– Это не ответ. Вот вам лично моя писанина понравилась? Он хмыкнул:

– При чем здесь я? Кстати, если помнишь, я и раньше говорил тебе: книга – не невеста на выданье, она – отражение твоего «я». Слово «нравится», которое частенько любят употреблять по отношению к тому или иному произведению, передает лишь степень близости мира, созданного автором, к образу мира, существующему в голове у читателя. Если эти два образа совпадают или тождественны, то читатель будет в восторге от прочитанной вещи. Если же нет, он будет плеваться и кричать на всех перекрестках, что никогда еще не читал более дрянной вещи…

– Владимир Иванович, – перебил его я, – неужели вы думаете, что я приехал к вам только для того, чтобы выслушать одну из ваших лекций о литературе?

Он поморщился.

– Грубишь, Антон, – сказал он. – Значит, тебя что-то беспокоит…

– Нет, – произнес с горечью я. – Что меня может беспокоить?! Подумаешь, всего-то проблем, что книги мои оказались такими же бездарными, как я сам!.. Что куча исписанных мною листов канула благополучно в небытие, так и не удостоившись ни единой похвалы со стороны читателей. Вот вы сказали, что мои книги – хорошие. То же самое твердили критики, рег цензенты всех мастей, литературоведы… Но ни один человек не назвал мои опусы хотя бы отличными, не говоря уж о гениальности! Ни один!.. Так стоит ли после этого продолжать писать? Стоит ли пытаться выдернуть себя за волосы из болота?

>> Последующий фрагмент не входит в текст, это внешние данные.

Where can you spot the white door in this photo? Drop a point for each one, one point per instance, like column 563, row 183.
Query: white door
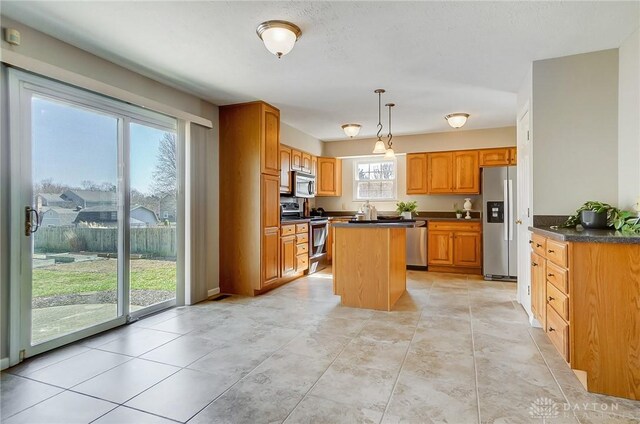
column 524, row 214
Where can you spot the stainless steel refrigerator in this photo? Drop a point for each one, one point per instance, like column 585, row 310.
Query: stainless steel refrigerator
column 498, row 223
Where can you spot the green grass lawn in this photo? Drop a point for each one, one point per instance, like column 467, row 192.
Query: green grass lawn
column 101, row 275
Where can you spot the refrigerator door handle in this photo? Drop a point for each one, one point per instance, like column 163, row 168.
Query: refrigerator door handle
column 506, row 210
column 511, row 210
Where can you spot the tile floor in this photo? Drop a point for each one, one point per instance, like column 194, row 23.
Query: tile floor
column 457, row 350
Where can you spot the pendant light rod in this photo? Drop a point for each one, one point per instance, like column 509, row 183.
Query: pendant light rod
column 379, row 92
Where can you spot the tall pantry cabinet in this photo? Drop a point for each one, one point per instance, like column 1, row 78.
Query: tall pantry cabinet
column 249, row 197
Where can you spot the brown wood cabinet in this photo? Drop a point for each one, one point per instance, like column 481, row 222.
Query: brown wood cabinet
column 329, row 179
column 454, row 246
column 296, row 160
column 417, row 173
column 285, row 169
column 249, row 175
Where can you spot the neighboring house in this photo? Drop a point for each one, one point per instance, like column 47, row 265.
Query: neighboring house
column 90, row 198
column 167, row 208
column 57, row 217
column 107, row 216
column 51, row 199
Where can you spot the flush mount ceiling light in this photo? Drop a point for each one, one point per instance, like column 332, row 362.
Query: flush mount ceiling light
column 389, row 153
column 379, row 148
column 457, row 120
column 279, row 37
column 351, row 130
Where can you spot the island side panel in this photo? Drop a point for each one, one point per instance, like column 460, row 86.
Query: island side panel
column 605, row 317
column 361, row 267
column 397, row 265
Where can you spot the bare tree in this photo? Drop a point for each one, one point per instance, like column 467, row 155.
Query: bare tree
column 166, row 172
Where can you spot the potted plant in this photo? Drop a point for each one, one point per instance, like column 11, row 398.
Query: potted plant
column 457, row 210
column 594, row 214
column 406, row 209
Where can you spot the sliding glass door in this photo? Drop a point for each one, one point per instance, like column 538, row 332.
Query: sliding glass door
column 96, row 197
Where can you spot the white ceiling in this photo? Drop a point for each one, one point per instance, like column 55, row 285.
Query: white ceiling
column 433, row 58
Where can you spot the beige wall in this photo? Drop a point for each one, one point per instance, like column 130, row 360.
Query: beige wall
column 430, row 203
column 629, row 122
column 293, row 137
column 38, row 46
column 575, row 131
column 453, row 140
column 433, row 142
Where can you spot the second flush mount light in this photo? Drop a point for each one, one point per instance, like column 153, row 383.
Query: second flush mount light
column 278, row 37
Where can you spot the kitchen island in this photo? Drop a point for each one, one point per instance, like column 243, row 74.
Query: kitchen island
column 369, row 263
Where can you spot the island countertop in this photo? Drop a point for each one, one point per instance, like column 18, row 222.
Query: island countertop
column 586, row 236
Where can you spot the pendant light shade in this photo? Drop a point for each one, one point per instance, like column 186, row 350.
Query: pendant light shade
column 457, row 120
column 380, row 148
column 278, row 37
column 351, row 130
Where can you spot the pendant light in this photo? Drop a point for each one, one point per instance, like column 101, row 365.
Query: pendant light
column 389, row 153
column 457, row 120
column 351, row 130
column 379, row 147
column 278, row 37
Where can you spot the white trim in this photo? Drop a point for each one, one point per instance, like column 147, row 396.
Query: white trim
column 51, row 71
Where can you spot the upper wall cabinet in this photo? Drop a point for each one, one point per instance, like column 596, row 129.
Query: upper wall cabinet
column 417, row 173
column 329, row 179
column 270, row 141
column 497, row 157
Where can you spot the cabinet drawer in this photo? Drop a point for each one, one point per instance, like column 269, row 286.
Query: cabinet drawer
column 302, row 248
column 558, row 301
column 302, row 228
column 302, row 263
column 287, row 230
column 558, row 277
column 557, row 252
column 558, row 332
column 539, row 244
column 454, row 226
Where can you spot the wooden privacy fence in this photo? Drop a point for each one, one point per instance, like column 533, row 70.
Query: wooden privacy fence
column 157, row 241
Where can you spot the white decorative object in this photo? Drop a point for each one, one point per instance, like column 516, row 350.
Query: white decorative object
column 467, row 207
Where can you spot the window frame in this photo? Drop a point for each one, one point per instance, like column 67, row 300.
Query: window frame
column 370, row 160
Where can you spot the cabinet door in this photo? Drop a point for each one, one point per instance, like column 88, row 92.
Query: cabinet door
column 270, row 160
column 306, row 163
column 288, row 258
column 270, row 255
column 329, row 181
column 513, row 156
column 440, row 248
column 296, row 160
column 285, row 170
column 417, row 173
column 466, row 172
column 466, row 249
column 538, row 289
column 494, row 157
column 270, row 202
column 440, row 171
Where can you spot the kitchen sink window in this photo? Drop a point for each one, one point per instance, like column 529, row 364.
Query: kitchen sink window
column 374, row 179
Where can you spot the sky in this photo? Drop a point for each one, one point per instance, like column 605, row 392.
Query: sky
column 72, row 144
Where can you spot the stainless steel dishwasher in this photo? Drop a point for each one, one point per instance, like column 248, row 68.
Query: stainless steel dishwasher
column 417, row 247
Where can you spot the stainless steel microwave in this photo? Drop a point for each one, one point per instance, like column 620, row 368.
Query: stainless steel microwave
column 304, row 185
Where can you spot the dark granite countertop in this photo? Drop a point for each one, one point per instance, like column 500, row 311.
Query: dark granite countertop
column 586, row 236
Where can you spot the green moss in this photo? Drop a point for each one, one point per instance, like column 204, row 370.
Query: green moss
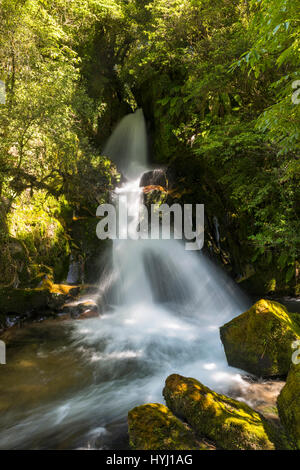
column 232, row 425
column 289, row 405
column 259, row 341
column 154, row 427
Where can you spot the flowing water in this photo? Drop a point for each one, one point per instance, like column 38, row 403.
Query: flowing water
column 70, row 384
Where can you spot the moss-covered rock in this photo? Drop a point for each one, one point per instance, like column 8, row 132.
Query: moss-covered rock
column 232, row 425
column 19, row 304
column 288, row 404
column 154, row 427
column 259, row 341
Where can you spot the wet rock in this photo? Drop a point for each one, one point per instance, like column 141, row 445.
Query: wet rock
column 259, row 341
column 17, row 305
column 288, row 404
column 154, row 178
column 82, row 310
column 154, row 427
column 231, row 424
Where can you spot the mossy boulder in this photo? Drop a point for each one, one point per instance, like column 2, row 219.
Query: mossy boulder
column 154, row 427
column 259, row 340
column 19, row 304
column 231, row 424
column 288, row 404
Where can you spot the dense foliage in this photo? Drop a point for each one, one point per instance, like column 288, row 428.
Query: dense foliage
column 218, row 81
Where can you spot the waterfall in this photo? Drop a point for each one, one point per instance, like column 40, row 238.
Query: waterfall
column 164, row 309
column 127, row 146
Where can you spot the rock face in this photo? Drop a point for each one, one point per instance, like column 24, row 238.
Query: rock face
column 154, row 178
column 154, row 427
column 19, row 304
column 232, row 425
column 259, row 341
column 288, row 404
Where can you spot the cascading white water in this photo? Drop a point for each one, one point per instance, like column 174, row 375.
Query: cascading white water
column 127, row 146
column 166, row 307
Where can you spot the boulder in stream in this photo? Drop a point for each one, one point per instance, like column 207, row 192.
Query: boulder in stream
column 154, row 427
column 288, row 404
column 231, row 424
column 259, row 340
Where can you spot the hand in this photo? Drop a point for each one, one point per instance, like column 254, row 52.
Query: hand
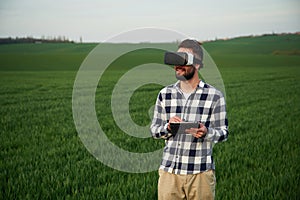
column 172, row 120
column 197, row 132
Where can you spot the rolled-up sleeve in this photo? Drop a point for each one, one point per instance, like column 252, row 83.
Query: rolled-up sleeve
column 158, row 126
column 218, row 129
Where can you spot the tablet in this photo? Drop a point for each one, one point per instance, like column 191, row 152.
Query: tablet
column 180, row 127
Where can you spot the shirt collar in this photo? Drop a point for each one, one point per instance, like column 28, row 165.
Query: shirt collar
column 200, row 85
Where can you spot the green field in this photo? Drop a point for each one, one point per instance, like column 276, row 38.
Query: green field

– Ах, вот что тебя смутило, – задумчиво констатировал Папа. – Бедный мальчик… Его не хотят признать гением современники! Да если бы Пушкин, Достоевский и Гоголь равнялись на мнение современников и из-за этого бросили писать, мы бы никогда не узнали о них!..

– Перестаньте, Владимир Иванович, – скривился я. – Вы прекрасно знаете, что выдающиеся творения гораздо чаще обретают славу при жизни автора, чем после его смерти. Тем более в наше время!.. Нет, я – не писатель, и у меня нет ни малейших задатков к литературному труду. Жаль лишь, что уразумел я это слишком поздно.

– Теперь я понимаю, зачем ты пришел сюда, – скорбно качнул белоснежной головой Папа. – Ты наверняка полагаешь, что в твоих неудачах виноват я.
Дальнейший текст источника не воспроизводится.